Weddings are not on my list of favourite things to go to, but I do go as I don’t want to disappoint those who have invited me. Today is no different and I am looking forward to seeing two happy people in love saying their “I do’s” with conviction, giving each other a simple answer to a very complex question.
As I was thinking about the weight of the answer those two little words hold I started wondering about all those questions we ask and and answer in life. It dawned on me while I was whipping up a cheese cake for the after party (the German baked kind) that asking for an answer is something I do most of the time. It seems as if a permanent flow of whos, whats, wheres, whens, and particularly whys is dripping from my lips.
It doesn’t really matter if it’s me asking myself do I want this that or the other, or if I am asking God why he seemingly enjoys playing pranks on me or if I struggle to understand why a friend, foe or stranger thinks or acts the way they do. And sometimes, out of the blue, weird and wonderful quizzical thoughts appear. I mean why is it called a TV set when there is only one and isn’t expecting the unexpected turning the unexpected into the expected and why is being unique a good thing but being the odd one out isn’t and why do wise guy and wise man mean the opposite?

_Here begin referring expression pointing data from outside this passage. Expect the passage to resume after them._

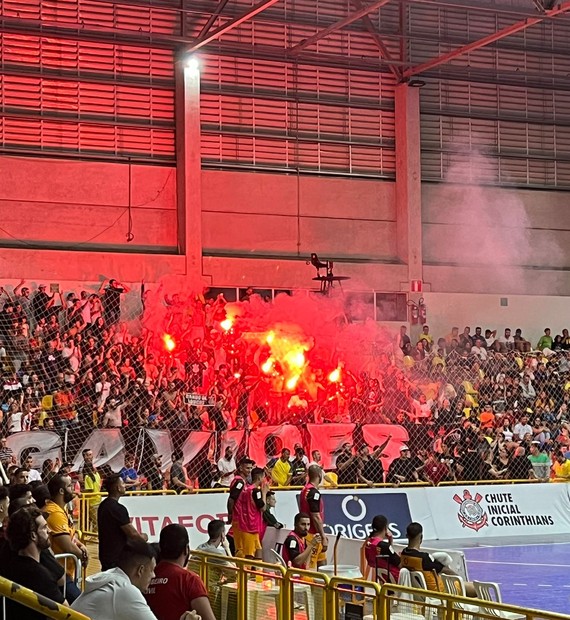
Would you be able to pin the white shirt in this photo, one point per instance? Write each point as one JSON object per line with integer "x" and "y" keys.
{"x": 103, "y": 390}
{"x": 480, "y": 352}
{"x": 34, "y": 474}
{"x": 521, "y": 430}
{"x": 111, "y": 596}
{"x": 227, "y": 469}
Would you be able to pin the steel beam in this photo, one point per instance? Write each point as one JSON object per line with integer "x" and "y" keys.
{"x": 523, "y": 24}
{"x": 211, "y": 20}
{"x": 349, "y": 19}
{"x": 384, "y": 51}
{"x": 231, "y": 24}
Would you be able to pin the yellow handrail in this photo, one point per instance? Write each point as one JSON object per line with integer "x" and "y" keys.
{"x": 392, "y": 592}
{"x": 37, "y": 602}
{"x": 334, "y": 592}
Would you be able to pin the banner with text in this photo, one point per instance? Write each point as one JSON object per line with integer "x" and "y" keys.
{"x": 328, "y": 439}
{"x": 493, "y": 510}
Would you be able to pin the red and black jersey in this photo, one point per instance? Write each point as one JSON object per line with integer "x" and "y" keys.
{"x": 293, "y": 546}
{"x": 311, "y": 502}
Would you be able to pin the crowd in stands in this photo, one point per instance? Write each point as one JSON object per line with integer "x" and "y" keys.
{"x": 69, "y": 361}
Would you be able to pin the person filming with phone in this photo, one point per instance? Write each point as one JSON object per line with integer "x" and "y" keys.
{"x": 296, "y": 551}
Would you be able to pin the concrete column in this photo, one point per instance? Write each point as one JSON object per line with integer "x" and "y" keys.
{"x": 408, "y": 179}
{"x": 189, "y": 164}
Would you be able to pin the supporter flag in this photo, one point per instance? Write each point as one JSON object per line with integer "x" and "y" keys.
{"x": 267, "y": 442}
{"x": 107, "y": 446}
{"x": 162, "y": 445}
{"x": 234, "y": 440}
{"x": 194, "y": 443}
{"x": 42, "y": 446}
{"x": 376, "y": 435}
{"x": 327, "y": 439}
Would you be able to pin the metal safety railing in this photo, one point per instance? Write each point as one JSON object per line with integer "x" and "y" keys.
{"x": 403, "y": 603}
{"x": 245, "y": 588}
{"x": 33, "y": 600}
{"x": 78, "y": 573}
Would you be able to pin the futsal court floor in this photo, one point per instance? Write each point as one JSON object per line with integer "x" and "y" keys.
{"x": 532, "y": 572}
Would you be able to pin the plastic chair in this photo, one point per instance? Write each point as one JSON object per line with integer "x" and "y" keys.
{"x": 279, "y": 558}
{"x": 454, "y": 584}
{"x": 434, "y": 607}
{"x": 490, "y": 591}
{"x": 403, "y": 607}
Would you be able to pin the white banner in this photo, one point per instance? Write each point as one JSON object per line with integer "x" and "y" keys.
{"x": 493, "y": 510}
{"x": 107, "y": 446}
{"x": 446, "y": 513}
{"x": 162, "y": 445}
{"x": 195, "y": 441}
{"x": 347, "y": 512}
{"x": 41, "y": 446}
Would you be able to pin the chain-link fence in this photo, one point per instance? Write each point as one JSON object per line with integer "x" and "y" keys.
{"x": 177, "y": 396}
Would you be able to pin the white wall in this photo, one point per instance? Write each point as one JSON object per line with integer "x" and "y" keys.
{"x": 531, "y": 313}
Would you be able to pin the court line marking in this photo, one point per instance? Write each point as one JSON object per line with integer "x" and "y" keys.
{"x": 513, "y": 563}
{"x": 513, "y": 545}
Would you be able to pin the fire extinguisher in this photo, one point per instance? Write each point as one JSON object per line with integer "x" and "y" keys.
{"x": 423, "y": 312}
{"x": 414, "y": 314}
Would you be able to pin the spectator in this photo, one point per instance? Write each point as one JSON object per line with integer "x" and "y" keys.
{"x": 380, "y": 554}
{"x": 413, "y": 558}
{"x": 561, "y": 467}
{"x": 239, "y": 483}
{"x": 174, "y": 590}
{"x": 117, "y": 594}
{"x": 178, "y": 477}
{"x": 28, "y": 535}
{"x": 248, "y": 514}
{"x": 33, "y": 474}
{"x": 540, "y": 462}
{"x": 4, "y": 503}
{"x": 347, "y": 465}
{"x": 311, "y": 503}
{"x": 403, "y": 468}
{"x": 20, "y": 475}
{"x": 20, "y": 490}
{"x": 269, "y": 519}
{"x": 519, "y": 466}
{"x": 329, "y": 480}
{"x": 217, "y": 543}
{"x": 129, "y": 474}
{"x": 115, "y": 527}
{"x": 155, "y": 477}
{"x": 112, "y": 300}
{"x": 522, "y": 429}
{"x": 280, "y": 469}
{"x": 296, "y": 551}
{"x": 92, "y": 484}
{"x": 6, "y": 453}
{"x": 545, "y": 341}
{"x": 298, "y": 468}
{"x": 227, "y": 467}
{"x": 63, "y": 535}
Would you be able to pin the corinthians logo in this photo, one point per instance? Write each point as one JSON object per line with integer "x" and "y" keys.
{"x": 471, "y": 513}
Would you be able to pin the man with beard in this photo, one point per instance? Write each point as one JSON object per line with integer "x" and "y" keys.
{"x": 174, "y": 590}
{"x": 28, "y": 535}
{"x": 296, "y": 551}
{"x": 115, "y": 527}
{"x": 62, "y": 531}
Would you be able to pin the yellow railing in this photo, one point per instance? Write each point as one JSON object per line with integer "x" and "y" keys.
{"x": 246, "y": 588}
{"x": 397, "y": 601}
{"x": 37, "y": 602}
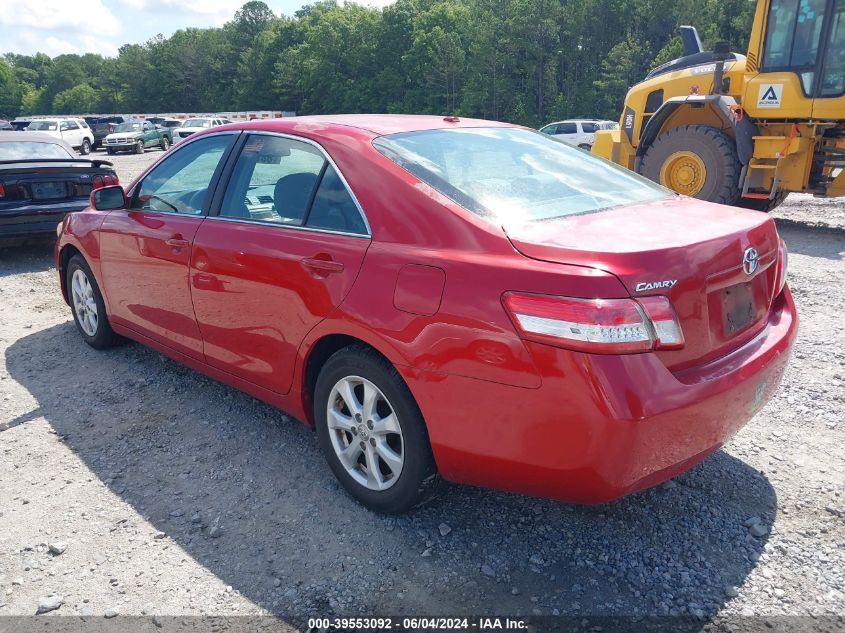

As a trained journalist asking questions is considered a good thing, after all you’ll never get the story if you can’t ask where it is! And my friends regularly laugh at the queries that come out of my mouth, as it seems their don’ts are still my dos, possibly because my filter has slightly bigger holes.
But sometimes asking the question I want to ask is that little bit too hard. I know that this is because I don’t really want to know the answer if the answer is not the one I do want to hear. So those unasked questions float around in my head looking for an answer that isn’t there, slowly but surely driving me a little bit doolally.
As I do have to put the cake into the oven and I don’t want to be late I think I will have to question myself, do I want to ask the question hovering at the front of my mind or do I believe I know the answer without asking? The answer: I don’t know!